Bazen karşımızdaki kişiye “anlamadım, tekrarlar mısın” deme gereği duyarız. Anlaşılmayan söz söylemek iletişim kurmak değildir.
Gelelim /ğ/ harfine. Standart Türkçenin fonetiğinde /ğ/ nin kendinden önce gelen ünlüyü uzatma görevi vardır. Örneğin, >kağıt< yazarız > kâ:t< diye okuruz. >öğretmen< diye yazarız >ö:retmen< diye okuruz. Türkçenin ses yapısında uzun söylenen ünlü yoktur. Dilimize girmiş bazı Arapça ve Farsça kökenli sözcüklerde yer alan uzun söylenen ünlüler vardır. Bu sözcüklere daha sonraki programlarımızda değineceğiz. /ğ/ ‘nin ikinci görevi yazımda anlam ayırıcı olmasıdır. >dağ< ve dahî anlamına gelen >da< bağlacını ya da >yağ< ve >yaa< ünlemini birbirinden ayırt edebilmek için kullanırız.
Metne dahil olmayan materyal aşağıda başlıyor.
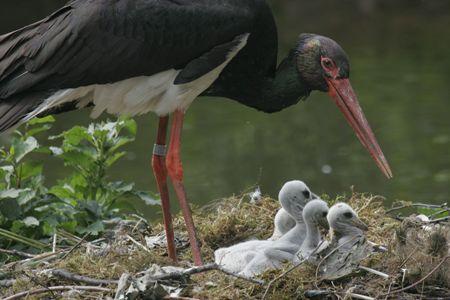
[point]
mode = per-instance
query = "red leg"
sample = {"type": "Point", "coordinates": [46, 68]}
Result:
{"type": "Point", "coordinates": [175, 170]}
{"type": "Point", "coordinates": [160, 171]}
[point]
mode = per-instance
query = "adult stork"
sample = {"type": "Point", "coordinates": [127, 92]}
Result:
{"type": "Point", "coordinates": [136, 56]}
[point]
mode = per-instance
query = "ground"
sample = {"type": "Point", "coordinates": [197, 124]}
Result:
{"type": "Point", "coordinates": [416, 260]}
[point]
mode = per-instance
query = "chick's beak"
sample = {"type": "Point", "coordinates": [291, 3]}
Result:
{"type": "Point", "coordinates": [341, 91]}
{"type": "Point", "coordinates": [359, 224]}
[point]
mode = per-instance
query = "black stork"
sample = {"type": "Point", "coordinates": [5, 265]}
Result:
{"type": "Point", "coordinates": [136, 56]}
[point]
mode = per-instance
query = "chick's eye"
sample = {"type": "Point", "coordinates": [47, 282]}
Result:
{"type": "Point", "coordinates": [348, 215]}
{"type": "Point", "coordinates": [306, 193]}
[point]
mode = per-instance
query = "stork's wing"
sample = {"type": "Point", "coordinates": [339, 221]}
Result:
{"type": "Point", "coordinates": [101, 41]}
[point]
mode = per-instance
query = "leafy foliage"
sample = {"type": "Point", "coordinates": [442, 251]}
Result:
{"type": "Point", "coordinates": [79, 203]}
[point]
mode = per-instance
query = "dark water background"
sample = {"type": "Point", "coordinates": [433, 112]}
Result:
{"type": "Point", "coordinates": [400, 57]}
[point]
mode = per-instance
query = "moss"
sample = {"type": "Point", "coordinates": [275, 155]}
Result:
{"type": "Point", "coordinates": [234, 219]}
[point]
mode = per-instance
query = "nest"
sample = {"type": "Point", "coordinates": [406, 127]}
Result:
{"type": "Point", "coordinates": [416, 261]}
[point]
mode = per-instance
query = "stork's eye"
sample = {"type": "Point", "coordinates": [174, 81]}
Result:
{"type": "Point", "coordinates": [348, 215]}
{"type": "Point", "coordinates": [327, 63]}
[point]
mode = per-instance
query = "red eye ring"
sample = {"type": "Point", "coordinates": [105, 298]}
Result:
{"type": "Point", "coordinates": [327, 63]}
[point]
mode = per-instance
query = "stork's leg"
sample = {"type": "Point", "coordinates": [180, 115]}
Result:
{"type": "Point", "coordinates": [160, 171]}
{"type": "Point", "coordinates": [175, 170]}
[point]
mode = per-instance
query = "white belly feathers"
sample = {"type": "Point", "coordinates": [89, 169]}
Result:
{"type": "Point", "coordinates": [138, 95]}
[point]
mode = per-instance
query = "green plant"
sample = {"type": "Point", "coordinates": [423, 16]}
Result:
{"type": "Point", "coordinates": [29, 211]}
{"type": "Point", "coordinates": [90, 152]}
{"type": "Point", "coordinates": [24, 200]}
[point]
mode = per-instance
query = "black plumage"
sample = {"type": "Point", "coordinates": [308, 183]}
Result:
{"type": "Point", "coordinates": [102, 41]}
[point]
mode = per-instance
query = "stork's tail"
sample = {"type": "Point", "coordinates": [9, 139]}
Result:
{"type": "Point", "coordinates": [14, 110]}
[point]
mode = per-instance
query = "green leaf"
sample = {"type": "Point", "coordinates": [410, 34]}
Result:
{"type": "Point", "coordinates": [22, 148]}
{"type": "Point", "coordinates": [26, 196]}
{"type": "Point", "coordinates": [95, 228]}
{"type": "Point", "coordinates": [56, 151]}
{"type": "Point", "coordinates": [8, 172]}
{"type": "Point", "coordinates": [30, 222]}
{"type": "Point", "coordinates": [114, 158]}
{"type": "Point", "coordinates": [11, 193]}
{"type": "Point", "coordinates": [37, 130]}
{"type": "Point", "coordinates": [120, 187]}
{"type": "Point", "coordinates": [44, 120]}
{"type": "Point", "coordinates": [63, 191]}
{"type": "Point", "coordinates": [10, 209]}
{"type": "Point", "coordinates": [30, 169]}
{"type": "Point", "coordinates": [73, 136]}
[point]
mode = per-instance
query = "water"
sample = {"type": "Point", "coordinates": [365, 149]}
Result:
{"type": "Point", "coordinates": [400, 70]}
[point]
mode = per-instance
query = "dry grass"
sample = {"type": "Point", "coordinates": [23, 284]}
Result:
{"type": "Point", "coordinates": [234, 219]}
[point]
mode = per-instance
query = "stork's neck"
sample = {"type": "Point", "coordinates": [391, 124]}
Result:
{"type": "Point", "coordinates": [343, 232]}
{"type": "Point", "coordinates": [312, 235]}
{"type": "Point", "coordinates": [269, 92]}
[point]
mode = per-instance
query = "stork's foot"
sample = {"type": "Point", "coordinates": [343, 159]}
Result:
{"type": "Point", "coordinates": [175, 171]}
{"type": "Point", "coordinates": [160, 172]}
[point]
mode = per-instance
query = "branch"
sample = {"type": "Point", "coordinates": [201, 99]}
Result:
{"type": "Point", "coordinates": [83, 279]}
{"type": "Point", "coordinates": [444, 219]}
{"type": "Point", "coordinates": [17, 253]}
{"type": "Point", "coordinates": [408, 205]}
{"type": "Point", "coordinates": [56, 288]}
{"type": "Point", "coordinates": [421, 280]}
{"type": "Point", "coordinates": [291, 269]}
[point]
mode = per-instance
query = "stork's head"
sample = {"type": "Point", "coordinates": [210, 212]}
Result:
{"type": "Point", "coordinates": [293, 197]}
{"type": "Point", "coordinates": [324, 66]}
{"type": "Point", "coordinates": [315, 213]}
{"type": "Point", "coordinates": [344, 220]}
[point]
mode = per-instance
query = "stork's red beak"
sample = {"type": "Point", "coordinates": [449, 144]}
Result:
{"type": "Point", "coordinates": [342, 93]}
Bir kez daha söyleyelim; /ğ/ ‘yi telâffuz etmez ondan önce gelen ünlüyü uzatırız. Şimdi hep birlikte şu sözcükleri tekrar edelim. >da:< >ya:< >ka:ıt< >a:aç< >ö:retmen< >dü:ün< >u:rak< < >a:ır< >i:ne< >ya:mur< >di:er<
Doğru, güzel ve etkili konuşabilmek anadilimiz Türkçenin anlaşılır olmasını sağlar. İletişimin en önemli unsuru konuştuğumuz dili anlayabilmek, ruhunu ve özünü aktarabilmektir. Sevgi ve Saygılarımla…
NOT: ( : ) iki nokta üst üste işâreti fonetikte yanındaki ünlünün uzun okunacağını gösterir.